Thread: Slow planning, fast execution for particular 3-table query

Slow planning, fast execution for particular 3-table query

From

David Wheeler

Date:

04 November 2019, 03:04:45

We’re having trouble working out why the planning time for this particular query is slow (~2.5s vs 0.9ms execution time). As you can see below, there are only 3 tables involved so it’s hard to imagine what decisions the planner has to make that take so long. After 5 runs the prepared-statement code kicks in and it becomes quick, but it’s quite infuriating for the first 5 runs given the execution is so much faster.

Are you able to give any tips what might be taking so long (and how we might improve it)?
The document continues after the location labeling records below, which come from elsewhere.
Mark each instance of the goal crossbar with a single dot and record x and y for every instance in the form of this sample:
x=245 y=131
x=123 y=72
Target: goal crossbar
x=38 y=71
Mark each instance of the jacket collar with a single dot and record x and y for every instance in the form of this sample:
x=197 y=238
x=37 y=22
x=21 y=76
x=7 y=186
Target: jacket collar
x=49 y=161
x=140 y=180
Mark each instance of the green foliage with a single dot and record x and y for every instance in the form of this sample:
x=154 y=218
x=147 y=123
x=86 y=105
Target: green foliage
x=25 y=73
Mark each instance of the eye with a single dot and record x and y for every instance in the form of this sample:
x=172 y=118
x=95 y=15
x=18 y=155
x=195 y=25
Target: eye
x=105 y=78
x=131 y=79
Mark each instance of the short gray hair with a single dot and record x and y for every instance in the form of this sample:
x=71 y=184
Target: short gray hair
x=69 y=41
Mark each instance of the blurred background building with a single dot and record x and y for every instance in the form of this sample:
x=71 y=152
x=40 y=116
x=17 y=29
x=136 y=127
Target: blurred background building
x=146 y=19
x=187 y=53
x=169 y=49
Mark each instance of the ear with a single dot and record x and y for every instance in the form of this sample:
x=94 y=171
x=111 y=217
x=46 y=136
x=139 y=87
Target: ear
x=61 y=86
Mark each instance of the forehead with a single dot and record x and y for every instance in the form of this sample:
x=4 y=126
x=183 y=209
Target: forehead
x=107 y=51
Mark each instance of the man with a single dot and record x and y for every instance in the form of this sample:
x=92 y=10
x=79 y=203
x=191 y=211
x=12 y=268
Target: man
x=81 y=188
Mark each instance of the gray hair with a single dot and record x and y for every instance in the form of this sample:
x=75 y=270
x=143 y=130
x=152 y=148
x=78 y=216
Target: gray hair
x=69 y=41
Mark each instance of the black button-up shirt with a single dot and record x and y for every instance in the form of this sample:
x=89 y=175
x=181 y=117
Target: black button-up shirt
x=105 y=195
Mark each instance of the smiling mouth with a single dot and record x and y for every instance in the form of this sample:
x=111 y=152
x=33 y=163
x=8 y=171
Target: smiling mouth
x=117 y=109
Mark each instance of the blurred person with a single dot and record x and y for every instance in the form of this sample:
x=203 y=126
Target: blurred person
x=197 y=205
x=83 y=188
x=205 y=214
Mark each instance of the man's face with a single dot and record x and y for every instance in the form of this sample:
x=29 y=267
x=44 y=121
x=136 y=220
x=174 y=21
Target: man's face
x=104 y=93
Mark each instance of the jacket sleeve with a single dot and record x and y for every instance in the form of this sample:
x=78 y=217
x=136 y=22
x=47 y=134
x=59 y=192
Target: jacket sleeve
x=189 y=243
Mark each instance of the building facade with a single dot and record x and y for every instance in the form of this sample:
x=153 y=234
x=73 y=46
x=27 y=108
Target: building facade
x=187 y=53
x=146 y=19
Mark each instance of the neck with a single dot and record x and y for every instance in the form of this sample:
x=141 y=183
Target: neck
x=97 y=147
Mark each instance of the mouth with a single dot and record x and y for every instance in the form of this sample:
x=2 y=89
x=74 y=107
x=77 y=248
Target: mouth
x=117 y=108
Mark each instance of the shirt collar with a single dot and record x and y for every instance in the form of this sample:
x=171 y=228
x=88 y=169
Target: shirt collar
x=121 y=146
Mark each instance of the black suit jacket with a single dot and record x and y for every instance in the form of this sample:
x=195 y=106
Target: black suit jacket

We read elsewhere that someone had a “catalog stats file leak”, which I’m taking to mean a big pg_statistic table. Ours is 10mb, which doesn’t seem particularly large to me, but I don’t have much context for it. https://www.postgresql.org/message-id/CABWW-d21z_WgawkjXFQQviqm16oAx0KQvR6bLkRxvYQmhdByfg%40mail.gmail.com

Other queries (with 3 or more tables) in the same db seem to be planning much quicker.

The query:

explain (analyse) SELECT subscription_binding.subscription_binding,

subscription_binding.tid,

subscription.subscription_uuid,

subscription_binding.subscription_binding_uuid,

binding.binding_uuid,

subscription_binding.start_time,

subscription_binding.end_time,

subscription_binding.timezone,

now() >= subscription_binding.start_time AND (subscription_binding.end_time IS NULL OR now() <= subscription_binding.end_time) AS active

FROM jackpot.binding

JOIN jackpot.subscription_binding USING (tid, binding)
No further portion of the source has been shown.